An awakening of Europe
Trump is creating uncertainty abroad, whether it be tariffs or his stance on a Russia/Ukraine ceasefire. The U.S. appears to be walking back their international investment/involvement, which requires other nations to fill that void. Countries that have traditionally relied on the U.S. for security are being forced to think about self-reliance.
Germany’s recently announced plans to expand its fiscal deficit clearly highlights the need to expand defence spending and be in control of its own destiny.
This has the potential to create a new investment cycle.
In our view, Germany’s plans to increase defence and infrastructure spending should benefit GDP and create new opportunities. We also think it should also result in higher inflation and interest rates. Up until this point, Germany has not been a broad destination of compelling investment opportunities. The global opportunity set for investors is becoming more interesting.
A bumpier ride for investors: balance, opportunity & optimism
2025 is shaping up to be different. Markets have delivered exceptional returns since late 2022 and from highs, must now navigate slower U.S. growth, Trump uncertainty and a readjustment of global partnership.
We were intentional in our efforts to balance the portfolio in 2024, positioning for resilience to potential shocks.
In this environment, we favour diversifying the portfolio even more broadly across sectors and regions, both due to expectations for a bumpier ride as well as new, emerging opportunities.
We believe this offers greater ballast while not sacrificing alpha potential.
The world is changing, which is an exciting backdrop for active managers. In our view, the narrow success of the Magnificent 7 has reversed this year and markets recently dubbed “uninvestible” (China) are leading global returns.
In this environment we are finding new opportunities. In Europe, the future prospects for infrastructure investment, defence spending and higher interest rates create opportunities in areas such as construction and financials.
We are also on the lookout for oversold opportunities created by accelerating U.S. pessimism, requiring careful discernment, as not all compressing valuations are returning to “cheap” levels.
We also continue to see opportunities to add to emerging markets. Countries such as Indonesia and Philippines, for example, have been dragged down with broader emerging markets on tariff concerns yet are both predominantly domestic economies with no trade surplus with the U.S. More recently, we have also capitalised on India’s market weakness, as we see signs the country will emerge from a cyclical slowdown.

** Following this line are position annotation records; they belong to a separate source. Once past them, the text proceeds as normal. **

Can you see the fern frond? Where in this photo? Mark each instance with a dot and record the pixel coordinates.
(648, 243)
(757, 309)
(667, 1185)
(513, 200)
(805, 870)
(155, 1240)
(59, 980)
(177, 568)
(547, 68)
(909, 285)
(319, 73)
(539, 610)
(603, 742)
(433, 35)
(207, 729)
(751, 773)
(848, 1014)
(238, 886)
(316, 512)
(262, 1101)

Higher volatility can be expected as the world navigates these challenges, however change creates opportunity and from an existing position of prudence and portfolio balance, we are encouraged that our opportunity set has increased.
Our strategy aims to find opportunities for investors across the whole world and following a period of exceptional U.S. strength, we are optimistic that 2025 can deliver positive returns and believe we are well-positioned to generate alpha in an environment of more globally diverse opportunity.